September 30, 2021 By Vidyasagar Machupalli 5 min read

Learn how to set up a GPU-enabled virtual server instance (VSI) on a Virtual Private Cloud (VPC) and deploy RAPIDS using IBM Schematics. 

The GPU-enabled family of profiles provides on-demand, cost-effective access to NVIDIA GPUs. GPUs help to accelerate the processing time required for compute-intensive workloads, such as artificial intelligence (AI), machine learning, inferencing and more. To use the GPUs, you need the appropriate toolchain — such as CUDA (an acronym for Compute Unified Device Architecture) — ready. 

Let’s start with a simple question. 

What is a GPU and how is it different from CPU?

Graphics processing units (GPUs) are becoming more prevalent as accelerated computing is rapidly changing the modern enterprise. They support new applications that are resource-demanding and provide new capabilities to gain valuable insights from customer data.

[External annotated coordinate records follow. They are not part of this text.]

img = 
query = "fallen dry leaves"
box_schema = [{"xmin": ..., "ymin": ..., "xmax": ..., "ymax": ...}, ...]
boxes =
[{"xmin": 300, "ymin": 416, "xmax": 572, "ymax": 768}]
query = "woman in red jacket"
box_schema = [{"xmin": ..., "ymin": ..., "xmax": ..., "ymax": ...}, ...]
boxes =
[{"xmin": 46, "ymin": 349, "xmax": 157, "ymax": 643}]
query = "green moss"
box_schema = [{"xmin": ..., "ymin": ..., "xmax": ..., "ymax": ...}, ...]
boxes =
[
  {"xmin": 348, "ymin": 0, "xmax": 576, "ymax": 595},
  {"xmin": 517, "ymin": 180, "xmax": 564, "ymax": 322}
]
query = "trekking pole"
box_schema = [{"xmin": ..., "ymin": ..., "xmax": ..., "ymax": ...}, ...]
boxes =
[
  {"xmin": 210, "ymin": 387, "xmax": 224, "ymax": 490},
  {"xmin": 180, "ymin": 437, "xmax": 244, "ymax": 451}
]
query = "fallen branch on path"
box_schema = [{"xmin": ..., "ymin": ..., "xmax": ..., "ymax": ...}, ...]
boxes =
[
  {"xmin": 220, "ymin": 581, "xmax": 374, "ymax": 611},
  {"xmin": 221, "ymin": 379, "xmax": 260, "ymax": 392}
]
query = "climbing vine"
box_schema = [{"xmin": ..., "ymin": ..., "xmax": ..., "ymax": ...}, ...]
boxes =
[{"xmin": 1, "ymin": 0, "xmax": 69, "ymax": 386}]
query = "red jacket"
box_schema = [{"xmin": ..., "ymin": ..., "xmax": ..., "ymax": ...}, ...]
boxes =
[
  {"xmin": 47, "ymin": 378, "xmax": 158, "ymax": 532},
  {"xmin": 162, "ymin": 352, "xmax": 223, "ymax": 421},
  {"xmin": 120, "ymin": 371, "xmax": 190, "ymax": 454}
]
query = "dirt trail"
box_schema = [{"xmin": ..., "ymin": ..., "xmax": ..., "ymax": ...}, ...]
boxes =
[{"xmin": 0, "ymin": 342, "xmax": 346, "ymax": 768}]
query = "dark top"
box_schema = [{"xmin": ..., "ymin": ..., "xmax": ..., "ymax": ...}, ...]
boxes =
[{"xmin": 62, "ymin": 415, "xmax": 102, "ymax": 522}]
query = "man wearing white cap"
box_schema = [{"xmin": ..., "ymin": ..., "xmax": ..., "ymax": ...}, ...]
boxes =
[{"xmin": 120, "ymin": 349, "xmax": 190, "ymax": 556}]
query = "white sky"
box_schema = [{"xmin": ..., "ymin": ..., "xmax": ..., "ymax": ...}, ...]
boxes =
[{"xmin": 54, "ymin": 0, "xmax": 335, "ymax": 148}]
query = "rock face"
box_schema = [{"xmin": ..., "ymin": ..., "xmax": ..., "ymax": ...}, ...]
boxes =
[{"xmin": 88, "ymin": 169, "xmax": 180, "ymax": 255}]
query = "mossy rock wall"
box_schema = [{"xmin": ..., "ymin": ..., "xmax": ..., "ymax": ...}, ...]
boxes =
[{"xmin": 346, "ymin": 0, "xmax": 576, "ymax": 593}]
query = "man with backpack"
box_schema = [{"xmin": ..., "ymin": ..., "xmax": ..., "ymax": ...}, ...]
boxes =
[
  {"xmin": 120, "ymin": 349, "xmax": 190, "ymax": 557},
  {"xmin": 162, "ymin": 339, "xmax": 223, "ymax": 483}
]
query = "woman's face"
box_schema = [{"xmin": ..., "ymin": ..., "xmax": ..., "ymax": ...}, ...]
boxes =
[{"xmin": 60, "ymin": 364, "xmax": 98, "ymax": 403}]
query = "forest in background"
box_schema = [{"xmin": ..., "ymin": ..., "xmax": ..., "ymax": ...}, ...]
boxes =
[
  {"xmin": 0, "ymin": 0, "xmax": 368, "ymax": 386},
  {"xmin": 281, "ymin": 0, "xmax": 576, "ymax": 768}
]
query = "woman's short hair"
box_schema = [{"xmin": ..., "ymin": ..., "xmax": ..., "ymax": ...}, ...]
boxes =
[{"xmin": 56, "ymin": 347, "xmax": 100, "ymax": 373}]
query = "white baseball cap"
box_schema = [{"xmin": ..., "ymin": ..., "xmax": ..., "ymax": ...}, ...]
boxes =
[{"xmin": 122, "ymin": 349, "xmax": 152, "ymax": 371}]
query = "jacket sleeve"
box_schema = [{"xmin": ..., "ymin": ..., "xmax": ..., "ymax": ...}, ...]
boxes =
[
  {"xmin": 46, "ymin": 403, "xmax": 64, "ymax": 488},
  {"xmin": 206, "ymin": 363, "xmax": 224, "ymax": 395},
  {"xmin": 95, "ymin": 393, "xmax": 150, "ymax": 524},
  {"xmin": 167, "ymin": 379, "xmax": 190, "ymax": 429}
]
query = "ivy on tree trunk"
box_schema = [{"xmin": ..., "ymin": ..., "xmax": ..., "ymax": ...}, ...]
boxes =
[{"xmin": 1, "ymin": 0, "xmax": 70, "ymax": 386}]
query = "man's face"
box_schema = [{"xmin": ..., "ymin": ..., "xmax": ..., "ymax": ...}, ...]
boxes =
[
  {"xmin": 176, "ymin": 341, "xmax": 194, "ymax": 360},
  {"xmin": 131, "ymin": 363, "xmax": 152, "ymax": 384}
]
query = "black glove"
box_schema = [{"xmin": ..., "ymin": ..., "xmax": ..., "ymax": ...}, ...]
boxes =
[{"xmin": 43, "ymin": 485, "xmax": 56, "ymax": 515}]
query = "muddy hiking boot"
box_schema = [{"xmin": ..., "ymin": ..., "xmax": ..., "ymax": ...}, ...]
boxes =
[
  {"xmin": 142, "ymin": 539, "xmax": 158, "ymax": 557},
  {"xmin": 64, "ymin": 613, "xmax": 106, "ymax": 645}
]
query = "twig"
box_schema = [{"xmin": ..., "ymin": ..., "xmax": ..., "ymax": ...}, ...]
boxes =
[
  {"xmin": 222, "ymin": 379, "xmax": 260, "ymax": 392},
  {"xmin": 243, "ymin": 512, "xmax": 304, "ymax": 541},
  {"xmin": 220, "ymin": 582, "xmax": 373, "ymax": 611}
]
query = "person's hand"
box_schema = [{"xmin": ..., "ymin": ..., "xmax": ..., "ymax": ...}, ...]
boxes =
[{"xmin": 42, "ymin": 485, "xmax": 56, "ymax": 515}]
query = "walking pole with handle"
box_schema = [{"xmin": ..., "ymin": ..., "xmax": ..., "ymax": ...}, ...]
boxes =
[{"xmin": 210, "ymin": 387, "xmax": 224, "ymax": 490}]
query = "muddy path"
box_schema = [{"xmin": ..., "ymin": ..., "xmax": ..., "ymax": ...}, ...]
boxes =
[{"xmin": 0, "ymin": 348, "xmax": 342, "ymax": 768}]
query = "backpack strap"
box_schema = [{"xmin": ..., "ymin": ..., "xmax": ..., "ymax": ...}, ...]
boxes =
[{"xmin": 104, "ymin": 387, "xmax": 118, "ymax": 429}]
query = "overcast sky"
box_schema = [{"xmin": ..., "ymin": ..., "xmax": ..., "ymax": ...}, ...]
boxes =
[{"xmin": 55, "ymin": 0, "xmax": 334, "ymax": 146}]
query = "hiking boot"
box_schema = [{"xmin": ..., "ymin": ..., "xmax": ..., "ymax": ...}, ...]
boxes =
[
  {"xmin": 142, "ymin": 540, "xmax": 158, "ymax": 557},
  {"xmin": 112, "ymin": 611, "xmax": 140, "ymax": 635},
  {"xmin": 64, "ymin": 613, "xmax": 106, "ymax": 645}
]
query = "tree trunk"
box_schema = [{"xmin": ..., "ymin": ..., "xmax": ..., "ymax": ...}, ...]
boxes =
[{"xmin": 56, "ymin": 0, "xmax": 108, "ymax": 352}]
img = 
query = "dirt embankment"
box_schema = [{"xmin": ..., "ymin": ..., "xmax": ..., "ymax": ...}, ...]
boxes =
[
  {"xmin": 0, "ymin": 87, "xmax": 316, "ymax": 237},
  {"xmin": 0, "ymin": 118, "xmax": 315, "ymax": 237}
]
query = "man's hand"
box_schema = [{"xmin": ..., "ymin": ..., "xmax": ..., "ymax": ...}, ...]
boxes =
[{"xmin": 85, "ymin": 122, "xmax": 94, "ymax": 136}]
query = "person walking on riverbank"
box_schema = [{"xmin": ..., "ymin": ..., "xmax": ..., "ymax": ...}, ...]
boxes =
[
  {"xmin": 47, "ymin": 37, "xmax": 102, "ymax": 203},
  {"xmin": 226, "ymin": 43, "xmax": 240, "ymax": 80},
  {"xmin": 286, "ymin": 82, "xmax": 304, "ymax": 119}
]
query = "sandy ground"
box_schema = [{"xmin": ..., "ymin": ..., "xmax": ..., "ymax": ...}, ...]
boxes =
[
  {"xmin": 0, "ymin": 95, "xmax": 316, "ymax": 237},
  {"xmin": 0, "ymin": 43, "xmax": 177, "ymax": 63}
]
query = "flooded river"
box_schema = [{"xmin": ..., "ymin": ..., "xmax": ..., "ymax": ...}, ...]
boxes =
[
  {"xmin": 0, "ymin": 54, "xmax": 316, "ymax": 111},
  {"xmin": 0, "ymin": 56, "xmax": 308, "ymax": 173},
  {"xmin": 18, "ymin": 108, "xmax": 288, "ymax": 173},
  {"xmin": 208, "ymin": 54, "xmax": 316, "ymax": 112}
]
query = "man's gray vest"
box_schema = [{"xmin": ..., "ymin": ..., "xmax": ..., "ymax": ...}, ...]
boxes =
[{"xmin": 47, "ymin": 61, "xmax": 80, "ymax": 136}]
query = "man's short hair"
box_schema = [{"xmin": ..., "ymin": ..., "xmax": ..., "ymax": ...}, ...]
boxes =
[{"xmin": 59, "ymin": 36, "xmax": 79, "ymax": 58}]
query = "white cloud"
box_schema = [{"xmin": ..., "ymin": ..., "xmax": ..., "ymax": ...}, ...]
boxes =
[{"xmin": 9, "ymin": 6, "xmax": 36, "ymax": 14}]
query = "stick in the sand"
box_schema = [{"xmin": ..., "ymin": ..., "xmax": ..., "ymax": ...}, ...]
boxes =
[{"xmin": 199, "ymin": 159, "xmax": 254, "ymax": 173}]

Let’s quickly go over why you could use GPUs in the first place. By operating in a cloud environment, GPUs work in conjunction with a server’s CPU to accelerate application and processing performance. The CPU offloads compute-intensive portions of the application to the GPU, which processes large blocks of data at one time (rather than sequentially) to boost overall performance in a server environment.

The following video covers the basics about GPUs, including the differences between a GPU and CPU, the top GPU applications (including industry examples) and why it’s beneficial to use GPUs on cloud infrastructure:

 

 

What is RAPIDS?

The RAPIDS suite of open-source software libraries and APIs gives you the ability to execute end-to-end data science and analytics pipelines entirely on GPUs. RAPIDS utilizes NVIDIA CUDA primitives for low-level compute optimization and exposes GPU parallelism and high-bandwidth memory speed through user-friendly Python interfaces.

Here are the features of RAPIDS as described on the NVIDIA developer website:

  • Hassle-free integration: Accelerate your Python data-science toolchain with minimal code changes and no new tools to learn.
  • Top model accuracy: Increase machine-learning model accuracy by iterating on models faster and deploying them more frequently.
  • Reduced training time: Drastically improve your productivity with near-interactive data science.
  • Open source: Customizable, extensible, interoperable — the open-source software is supported by NVIDIA and built on Apache Arrow.

How to provision a GPU-enabled VSI

You will provision a virtual private cloud (VPC), a subnet, a security group with inbound and outbound rules and a virtual service instance (VSI) with a GPU-enabled profile using Terraform scripts with IBM Cloud Schematics. The RAPIDS, along with Docker, are configured via the VSI’s userdata field. 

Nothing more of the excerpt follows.